The average ticket of my sales at shows is around $55 - $60. I don't do shows where you have items for less than $10. Those shows are not of the quality that I want to associate with.

I make a point of being in shows where my average ticket price seems really reasonable and cheap. That is why I do art shows where there are people selling items for over $1,000 and many more in the $500 range. Then my price seems very affordable. The numbers are good information about that particular show but not any use for another show. I personally would not do that show as it seems that the clientele do not want to spend much money. I prefer the shows in the areas of the luxury car dealers. That is where the money is.


----------



## beahan (Jan 21, 2016)

That is interesting. I live in Japan and every month or two, there is an "arts and crafts" show with a $10 table fee. I have considered making up a bunch of my easy/quick items and trying it out. It's just that around here everybody just wants stuff for next to nothing. I have posted items for sale on local sales websites (similar to Craigslist) and Facebook groups… then consistently receive offers at less than half of the listed price. I guess for $10 it wouldn't hurt to at least try.


----------



## Puzzleman (May 4, 2010)

beahan, If you are trying to sell quality product, a $10 table fee is not the way to go. The only thing that will sell is $20 and under. Hard way to make money.

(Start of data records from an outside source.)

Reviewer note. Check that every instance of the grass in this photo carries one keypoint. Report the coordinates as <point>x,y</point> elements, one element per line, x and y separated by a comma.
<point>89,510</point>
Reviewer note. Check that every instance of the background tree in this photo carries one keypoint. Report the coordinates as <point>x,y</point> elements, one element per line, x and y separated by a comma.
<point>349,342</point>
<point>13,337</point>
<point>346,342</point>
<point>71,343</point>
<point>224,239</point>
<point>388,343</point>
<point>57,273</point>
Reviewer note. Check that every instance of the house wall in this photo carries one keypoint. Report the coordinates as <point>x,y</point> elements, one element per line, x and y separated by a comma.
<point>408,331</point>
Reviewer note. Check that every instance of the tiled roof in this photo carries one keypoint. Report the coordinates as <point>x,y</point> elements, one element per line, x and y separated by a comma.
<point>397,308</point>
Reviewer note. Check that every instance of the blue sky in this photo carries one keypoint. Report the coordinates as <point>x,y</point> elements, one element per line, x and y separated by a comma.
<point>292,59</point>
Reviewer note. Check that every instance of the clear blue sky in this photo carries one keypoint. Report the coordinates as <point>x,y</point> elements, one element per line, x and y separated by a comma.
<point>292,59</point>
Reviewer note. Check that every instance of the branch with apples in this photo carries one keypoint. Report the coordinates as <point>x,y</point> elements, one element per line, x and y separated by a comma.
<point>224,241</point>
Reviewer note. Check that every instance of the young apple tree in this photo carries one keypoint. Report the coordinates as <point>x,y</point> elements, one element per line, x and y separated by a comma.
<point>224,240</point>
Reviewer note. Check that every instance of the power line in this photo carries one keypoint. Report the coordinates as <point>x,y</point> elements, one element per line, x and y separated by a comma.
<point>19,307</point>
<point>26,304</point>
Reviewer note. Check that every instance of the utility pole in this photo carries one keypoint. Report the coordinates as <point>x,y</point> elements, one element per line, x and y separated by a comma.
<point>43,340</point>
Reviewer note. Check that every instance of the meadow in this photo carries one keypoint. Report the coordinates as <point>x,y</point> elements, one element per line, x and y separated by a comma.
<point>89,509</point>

If you want to make big money, you have to play big. I do shows that have a booth fee of $225 to over $1,000.
I make more than enough money to be very profitable with these shows. Everyone has to realize that the reason that the booth fee is low is because they can't get any decent crafters to show up otherwise. If it is a good show, people will be competing to get into the show.


----------



## leafherder (Jan 20, 2013)

Hi Lumberjocks,

Glad I generated some interesting discussions. As I mentioned this was a small holiday show, one of many in my area. Most shows do not keep track of items sold because they rely on table/booth fees to make their money. This show took a commission on each item sold so they kept track of items sold - they did not keep track of how many items an artist offered for sale. Since there is very little information like this available, I thought my fellow woodworkers would be interested in the statistics. Best wishes for success to anyone who does the craft/art show circuit.

Thanks for all your comments,

John


----------



## KYSean (Jul 21, 2008)

We have a couple of decent shows in my area each year and it does pay to learn what sells in your area. Each can be different. Ours are outdoors so they are weather dependent.

It has always seemed no matter where I've been in shows, it has to be quantity sold over a couple of big ticket items.


----------